Solution of a consistent system of linear equations. The following theorem gives the complete solution of a consistent system of linear equations Ax = b. It deals not only with the case in which the rank of the matrix A is equal to the number of unknowns, in which case there is one single solution. It also deals with the case of underdetermined systems where the rank of A is less than the number of unknowns. The complete solution to the system in this case consists of any particular solution of the system Ax = b plus all solutions of the system Ax = 0 (a linear manifold of solutions).
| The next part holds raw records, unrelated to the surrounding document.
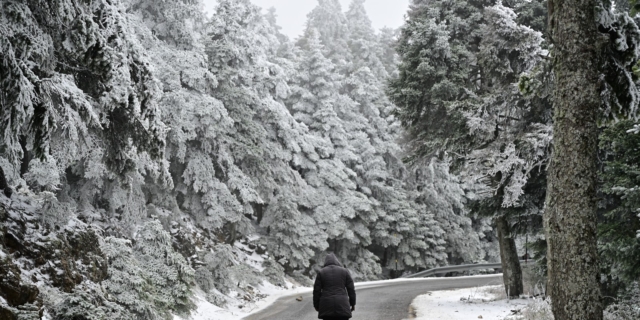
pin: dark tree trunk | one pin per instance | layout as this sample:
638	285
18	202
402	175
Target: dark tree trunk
4	185
232	233
511	270
26	156
259	209
570	215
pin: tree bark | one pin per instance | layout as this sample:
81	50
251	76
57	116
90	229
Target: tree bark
4	185
511	270
570	215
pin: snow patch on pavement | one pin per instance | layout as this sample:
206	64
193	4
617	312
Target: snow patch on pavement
207	311
463	304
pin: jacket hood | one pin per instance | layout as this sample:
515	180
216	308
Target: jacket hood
331	260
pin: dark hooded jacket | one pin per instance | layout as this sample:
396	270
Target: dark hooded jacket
333	291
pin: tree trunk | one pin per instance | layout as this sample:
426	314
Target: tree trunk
570	215
511	270
26	156
4	185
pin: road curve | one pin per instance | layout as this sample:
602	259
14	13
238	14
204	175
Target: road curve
387	300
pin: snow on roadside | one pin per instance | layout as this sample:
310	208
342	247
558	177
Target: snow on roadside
463	304
207	311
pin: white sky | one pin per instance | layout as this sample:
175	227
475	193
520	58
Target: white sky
292	14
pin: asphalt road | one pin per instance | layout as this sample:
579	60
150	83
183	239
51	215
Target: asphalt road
389	300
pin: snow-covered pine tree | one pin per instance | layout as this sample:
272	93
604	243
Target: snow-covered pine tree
75	76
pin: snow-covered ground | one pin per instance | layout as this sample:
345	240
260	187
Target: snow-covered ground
464	304
461	304
208	311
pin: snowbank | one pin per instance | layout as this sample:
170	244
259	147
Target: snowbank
463	304
207	311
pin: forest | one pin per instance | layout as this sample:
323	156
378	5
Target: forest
151	151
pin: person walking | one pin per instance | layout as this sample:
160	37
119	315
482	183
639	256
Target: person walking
334	295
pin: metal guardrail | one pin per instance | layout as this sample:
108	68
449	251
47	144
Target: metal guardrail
463	267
Theorem. Let Ax = b be a consistent system having n unknowns, and let the rank of A be r.


Case 1. r = n. There is a single solution vector x which can be found by one of the usual methods.

  

Case 2. r < n. Let xp be a particular solution to the system Ax = b i.e. vector xp can be any vector that satisfies the system. Then the complete solution of the system Ax = b can be written as


            X = xp + c1u1 + c2u2 + .... + cn-run-r

 


where c1, c2, .... ,cn-r are arbitrary constants and the vectors u1, u2, .... ,un-r are any set of linearly independent vectors that span the solution space of the system Ax = 0. There are n-r such vectors. In other words, one can find n-r linearly independent vectors u1, u2, .... ,un-r which satisfy the set of homogeneous equations Ax = 0. The vector xp plus any linear combination of these vectors u1, u2, .... ,un-r is a solution of the given equation. There are no other solutions. If b = 0, the vector xp can be taken as xp = 0.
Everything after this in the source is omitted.